The merged flag design submitted to the SLC City Council by Mayor Erin Mendenhall for formal consideration.

Consider it two flags for the price of one.

After the Salt Lake City Flag Design Committee narrowed the flag designs to a field of eight out of 600 entries, Mayor Erin Mendenhall formally recommended a merged concept of two of the finalists to the Salt Lake City Council on Thursday.

The merged flag design submitted to the SLC City Council by mayor Erin Mendenhall for formal consideration.

The new design combines the initial ideas from the flags created by Arianna Meinking, 18, and Ella Kennedy-Yoon, 17. Meinking graduated from West High School last year, while Kennedy-Yoon is a senior at the same school.

Meinking’s original design featured a white sego lily flower on a blue triangular background, while Kennedy-Yoon’s design featured a hexagonal honeybee on a white and blue background. The committee then decided to merge the two concepts, placing Meinking’s flower in the corner of Kennedy-Yoon’s background.

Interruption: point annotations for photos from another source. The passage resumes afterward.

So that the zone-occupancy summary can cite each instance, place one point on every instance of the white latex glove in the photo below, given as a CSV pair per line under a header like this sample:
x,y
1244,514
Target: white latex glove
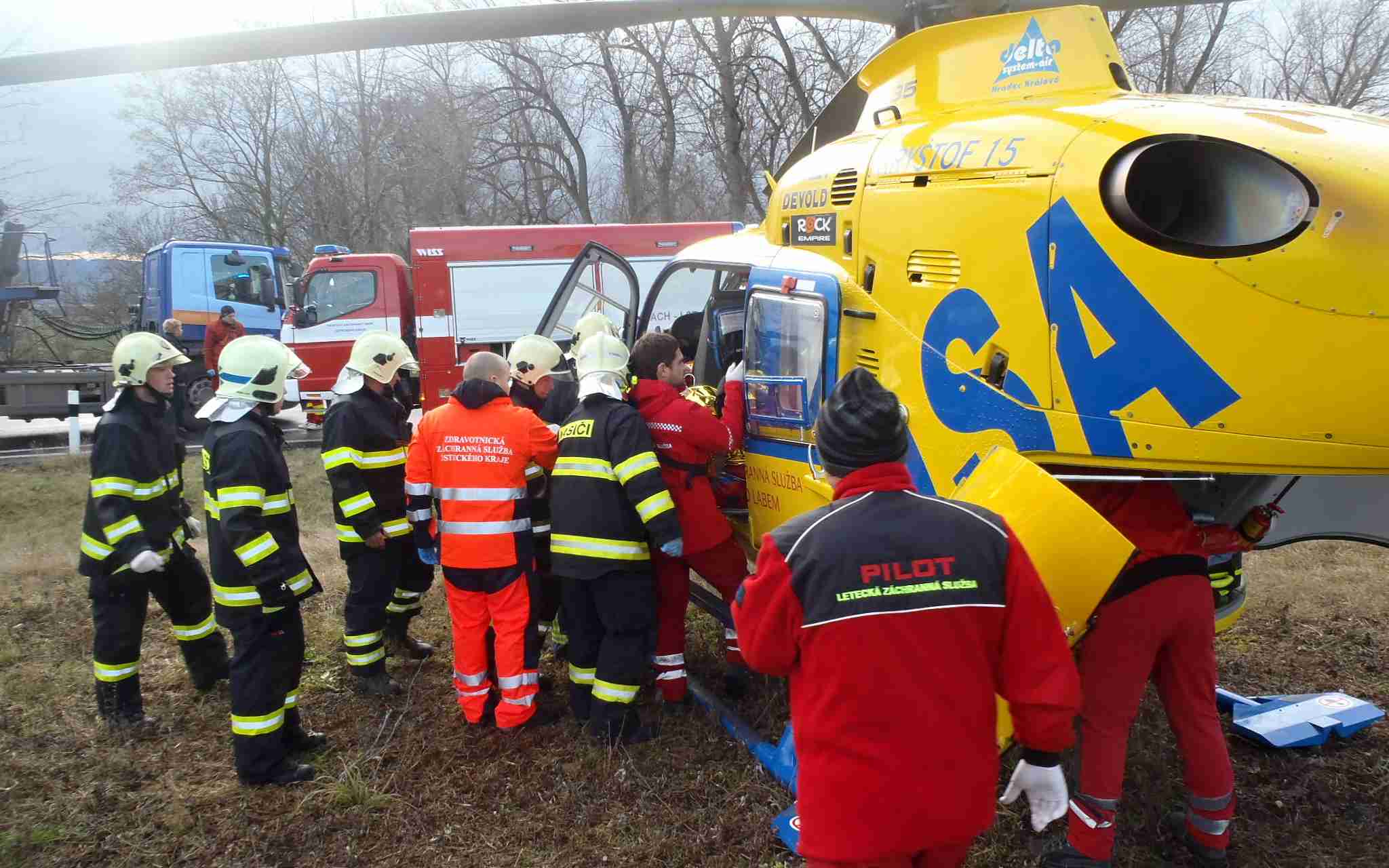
x,y
1045,788
148,561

The two merged top-rated designs for SLC's flag. The top design was from Ella Kennedy-Yoon, 17, and the bottom design from Arianna Meinking, 18.

Both Meinking and Kennedy-Yoon were born and raised in Salt Lake City.

“To me, this experience highlights what it means to live here. If I do my best to try to change the world around me, even in little ways, I can make a difference, and grow into that role,” Meinking said in a statement.

The eight finalists were selected without consideration by the committee, who then opened the finalists to public consideration and voting. The committee met again, considered the survey results, and chose to combine elements of the two flags.

“Ultimately it was decided that the blue and white backdrop — which could symbolize snow, the sky, the Great Salt Lake, and salt — would pair best with the Sego Lily, a flower indigenous to the area, and which symbolizes resilience,” Mendenhall’s statement reads.

The City Council will vote on adoption of the new flag on Oct. 6.

“We’re in a once-in-a-generation moment of change and there’s no more perfect time for our City to unite under a new symbol that personifies and unites us all. I believe this is the design that can take us forward, together,” Mendenhall said.